Life in the wilderness was scary at first. I didn’t know what I wanted to do. But slowly I found myself getting involved with nature projects as a way of keeping busy and earning a little money. It was the start of a journey. I applied to work at a wildlife sanctuary. I found myself out in the driving rain making hedges and fences safe so that the wildlife was protected and somehow it felt good! Then I started doing work as a farm labourer – it didn’t pay well but I had that lump sum behind me to cover any shortfall and I found that a frugal life actually meant I could put a little money away some weeks.

I moved from one area to another, following the work. I met my current partner, Anna, while working as a labourer in Gloucestershire. I think she likes my dream even if she doesn’t believe it will ever happen. You see, I’ve been dreaming of owning my own farm some day and that prospect suddenly became a lot more realistic this week. We’ve been living in the village of Ballygreen for a couple of years now……I do work on the local farms and she works behind the bar in the Three Horseshoes as well as making pottery, some of which she sells for a good price. I’ve kept a tight reign on my finances and Anna has often made sure we have food on the table each day. Between us we have enough in the bank to perhaps fulfill that dream.

Last night, while sitting in the ‘Horseshoes with a couple of the farmers that I do work for, Sophie Brennan mentioned that Holzman’s Farm was going up for sale. Tim Holzman is looking to get out of farming and has no heir to take over his farm. “He’s going to stay in the farmhouse, so that’s not for sale” she said……That prompted a lot of chat over the ale. I knew Sophie had bought fields from Holzman in the past – he has been reducing his workload before retiring. I’ve worked a couple of them for Sophie. I wondered what was left of the farm – prompting some derision from the table. Just three fields and a yard with a couple of buildings. It seems that the farmers with the exception of Sophie were not interested in buying. I made a point of asking Sophie as I have a friendly working relationship with her and she owns the land around, “Are you intending to buy?* and she said “I don’t think so.” “Would you have any issues with me buying that farm?” I asked. “If you’ve got the £200k or so then why not? – I can take you up there tomorrow to take a look if you want. I know Tim well and I know he’d want the land to stay under the plough.”
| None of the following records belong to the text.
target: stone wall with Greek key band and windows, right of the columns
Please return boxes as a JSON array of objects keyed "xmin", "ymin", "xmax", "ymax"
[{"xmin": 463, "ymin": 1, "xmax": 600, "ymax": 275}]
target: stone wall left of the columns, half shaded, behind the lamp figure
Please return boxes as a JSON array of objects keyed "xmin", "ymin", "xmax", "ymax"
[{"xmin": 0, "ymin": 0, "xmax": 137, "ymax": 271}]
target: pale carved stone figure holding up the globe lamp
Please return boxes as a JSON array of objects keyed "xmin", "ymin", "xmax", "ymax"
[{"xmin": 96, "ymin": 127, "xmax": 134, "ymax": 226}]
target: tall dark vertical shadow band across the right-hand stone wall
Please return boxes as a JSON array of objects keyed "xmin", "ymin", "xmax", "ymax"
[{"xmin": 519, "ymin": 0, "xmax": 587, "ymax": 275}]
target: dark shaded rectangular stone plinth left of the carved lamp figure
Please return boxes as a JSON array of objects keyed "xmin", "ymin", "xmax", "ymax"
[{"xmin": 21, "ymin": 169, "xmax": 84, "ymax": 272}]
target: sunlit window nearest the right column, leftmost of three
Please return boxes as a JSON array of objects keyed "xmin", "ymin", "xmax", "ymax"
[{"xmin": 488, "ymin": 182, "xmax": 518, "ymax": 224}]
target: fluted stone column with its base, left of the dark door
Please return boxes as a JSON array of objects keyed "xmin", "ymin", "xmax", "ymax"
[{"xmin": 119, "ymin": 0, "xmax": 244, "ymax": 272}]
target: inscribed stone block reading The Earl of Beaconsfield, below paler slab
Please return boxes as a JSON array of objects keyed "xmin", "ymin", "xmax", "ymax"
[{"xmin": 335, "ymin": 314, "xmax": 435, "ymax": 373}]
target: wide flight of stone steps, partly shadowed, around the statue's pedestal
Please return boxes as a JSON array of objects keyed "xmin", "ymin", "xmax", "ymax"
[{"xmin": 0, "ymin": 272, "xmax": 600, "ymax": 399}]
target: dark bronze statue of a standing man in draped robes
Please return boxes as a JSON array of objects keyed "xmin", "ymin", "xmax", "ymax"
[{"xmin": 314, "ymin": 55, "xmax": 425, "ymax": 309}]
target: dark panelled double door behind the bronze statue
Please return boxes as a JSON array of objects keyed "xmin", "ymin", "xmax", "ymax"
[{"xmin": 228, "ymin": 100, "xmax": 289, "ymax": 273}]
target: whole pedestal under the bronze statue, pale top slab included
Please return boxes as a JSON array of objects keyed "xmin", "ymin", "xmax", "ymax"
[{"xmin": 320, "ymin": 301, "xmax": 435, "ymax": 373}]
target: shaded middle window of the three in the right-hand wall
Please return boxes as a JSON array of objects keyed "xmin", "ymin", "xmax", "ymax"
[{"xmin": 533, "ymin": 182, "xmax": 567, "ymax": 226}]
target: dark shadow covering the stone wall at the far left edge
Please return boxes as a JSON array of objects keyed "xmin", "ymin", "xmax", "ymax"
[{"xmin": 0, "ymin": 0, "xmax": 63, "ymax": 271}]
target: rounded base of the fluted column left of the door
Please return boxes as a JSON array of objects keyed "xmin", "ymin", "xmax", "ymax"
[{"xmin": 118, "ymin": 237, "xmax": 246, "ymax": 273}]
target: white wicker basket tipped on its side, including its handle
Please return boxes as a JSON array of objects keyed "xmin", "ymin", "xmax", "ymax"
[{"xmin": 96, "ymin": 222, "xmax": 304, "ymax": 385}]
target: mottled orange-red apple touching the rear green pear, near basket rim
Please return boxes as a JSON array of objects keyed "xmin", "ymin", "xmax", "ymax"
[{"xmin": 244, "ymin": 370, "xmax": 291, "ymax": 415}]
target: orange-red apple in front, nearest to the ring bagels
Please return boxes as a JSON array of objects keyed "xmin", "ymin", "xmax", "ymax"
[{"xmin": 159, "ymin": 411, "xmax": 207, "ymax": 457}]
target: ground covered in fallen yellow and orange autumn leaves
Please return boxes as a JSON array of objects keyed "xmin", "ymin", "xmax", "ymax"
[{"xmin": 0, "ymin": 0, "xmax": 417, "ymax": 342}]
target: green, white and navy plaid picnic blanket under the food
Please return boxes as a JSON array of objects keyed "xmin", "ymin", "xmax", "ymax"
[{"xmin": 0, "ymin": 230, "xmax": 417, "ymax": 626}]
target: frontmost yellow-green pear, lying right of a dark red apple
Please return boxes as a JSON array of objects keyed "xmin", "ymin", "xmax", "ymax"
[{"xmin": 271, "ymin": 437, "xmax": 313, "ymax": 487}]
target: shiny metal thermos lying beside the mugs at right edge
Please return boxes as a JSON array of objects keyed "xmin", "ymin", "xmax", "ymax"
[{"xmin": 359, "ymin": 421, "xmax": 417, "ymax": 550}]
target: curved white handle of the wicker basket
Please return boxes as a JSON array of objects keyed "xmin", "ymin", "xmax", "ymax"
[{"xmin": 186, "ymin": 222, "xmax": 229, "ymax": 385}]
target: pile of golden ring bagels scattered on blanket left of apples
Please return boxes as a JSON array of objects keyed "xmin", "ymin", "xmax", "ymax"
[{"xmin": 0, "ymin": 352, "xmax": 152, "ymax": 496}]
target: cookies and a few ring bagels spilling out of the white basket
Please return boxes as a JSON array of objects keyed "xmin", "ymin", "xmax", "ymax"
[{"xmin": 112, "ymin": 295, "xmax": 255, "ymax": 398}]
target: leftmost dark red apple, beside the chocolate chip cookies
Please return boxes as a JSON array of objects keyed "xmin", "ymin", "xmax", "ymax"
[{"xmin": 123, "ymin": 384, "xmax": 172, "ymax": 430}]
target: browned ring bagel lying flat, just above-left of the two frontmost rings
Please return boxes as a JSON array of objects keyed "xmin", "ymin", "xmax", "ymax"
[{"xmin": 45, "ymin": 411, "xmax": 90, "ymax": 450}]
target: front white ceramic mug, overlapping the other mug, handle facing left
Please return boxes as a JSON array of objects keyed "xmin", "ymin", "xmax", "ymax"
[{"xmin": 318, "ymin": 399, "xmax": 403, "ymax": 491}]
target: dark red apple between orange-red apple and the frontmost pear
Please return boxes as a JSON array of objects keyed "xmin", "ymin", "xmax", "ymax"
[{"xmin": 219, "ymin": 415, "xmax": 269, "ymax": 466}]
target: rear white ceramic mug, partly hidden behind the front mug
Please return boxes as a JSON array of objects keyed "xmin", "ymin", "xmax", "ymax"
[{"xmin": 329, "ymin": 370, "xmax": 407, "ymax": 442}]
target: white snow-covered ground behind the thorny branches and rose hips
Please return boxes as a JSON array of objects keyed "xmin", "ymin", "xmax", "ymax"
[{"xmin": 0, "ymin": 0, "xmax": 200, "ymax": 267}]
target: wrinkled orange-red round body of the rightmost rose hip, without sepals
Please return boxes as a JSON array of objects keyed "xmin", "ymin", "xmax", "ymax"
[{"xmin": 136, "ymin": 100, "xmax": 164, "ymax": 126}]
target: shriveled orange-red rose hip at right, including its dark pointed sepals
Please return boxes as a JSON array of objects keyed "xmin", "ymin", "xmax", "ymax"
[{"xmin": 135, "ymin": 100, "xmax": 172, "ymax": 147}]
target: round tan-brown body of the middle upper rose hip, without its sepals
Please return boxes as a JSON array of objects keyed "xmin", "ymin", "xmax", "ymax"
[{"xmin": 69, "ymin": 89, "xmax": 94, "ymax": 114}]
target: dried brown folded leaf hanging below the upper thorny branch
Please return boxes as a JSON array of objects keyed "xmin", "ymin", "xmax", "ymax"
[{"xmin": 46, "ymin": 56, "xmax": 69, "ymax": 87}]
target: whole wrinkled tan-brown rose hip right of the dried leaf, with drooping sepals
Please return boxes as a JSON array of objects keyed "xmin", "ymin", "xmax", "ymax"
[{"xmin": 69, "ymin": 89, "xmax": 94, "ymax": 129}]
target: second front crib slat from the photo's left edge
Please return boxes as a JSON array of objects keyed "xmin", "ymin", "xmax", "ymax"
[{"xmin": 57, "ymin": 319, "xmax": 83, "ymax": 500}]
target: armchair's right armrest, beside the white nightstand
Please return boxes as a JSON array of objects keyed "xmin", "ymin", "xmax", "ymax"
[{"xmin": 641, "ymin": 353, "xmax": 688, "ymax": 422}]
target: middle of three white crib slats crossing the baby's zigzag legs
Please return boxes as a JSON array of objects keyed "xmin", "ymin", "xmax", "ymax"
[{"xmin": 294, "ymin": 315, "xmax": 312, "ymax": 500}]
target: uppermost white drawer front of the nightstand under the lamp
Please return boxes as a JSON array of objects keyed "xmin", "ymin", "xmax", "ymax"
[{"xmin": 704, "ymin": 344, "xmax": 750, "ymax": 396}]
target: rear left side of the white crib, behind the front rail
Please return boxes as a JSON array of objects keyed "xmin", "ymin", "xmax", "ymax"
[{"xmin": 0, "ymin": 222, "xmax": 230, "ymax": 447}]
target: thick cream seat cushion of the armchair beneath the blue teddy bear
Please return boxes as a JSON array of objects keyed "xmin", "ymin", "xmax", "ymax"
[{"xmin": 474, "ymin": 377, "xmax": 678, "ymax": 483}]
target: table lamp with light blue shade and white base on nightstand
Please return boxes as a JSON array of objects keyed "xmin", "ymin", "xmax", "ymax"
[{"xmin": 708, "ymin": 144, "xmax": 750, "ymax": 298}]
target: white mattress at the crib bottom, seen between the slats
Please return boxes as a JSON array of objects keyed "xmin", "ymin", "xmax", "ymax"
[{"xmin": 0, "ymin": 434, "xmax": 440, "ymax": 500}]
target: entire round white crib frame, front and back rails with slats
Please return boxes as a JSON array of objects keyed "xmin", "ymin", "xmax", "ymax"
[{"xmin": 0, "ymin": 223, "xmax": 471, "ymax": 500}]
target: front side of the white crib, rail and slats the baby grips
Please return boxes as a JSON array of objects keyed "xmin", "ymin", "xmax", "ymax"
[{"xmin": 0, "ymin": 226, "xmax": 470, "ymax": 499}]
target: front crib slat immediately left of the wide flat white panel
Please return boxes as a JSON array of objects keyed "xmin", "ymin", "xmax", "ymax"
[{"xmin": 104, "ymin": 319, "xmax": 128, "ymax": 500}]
It came back to me that night as I wandered back to our lodgings with Anna – “You know… All the important deals are done in smoke filled rooms don’t you?” I’d just made a pledge to look at something that could cost us a lot of our savings and give us a lot of heartache too. Anna was non-commital – she needed to see. I guess it would all come down to the visit with Sophie and the price Holzman wanted for what was left of his farm.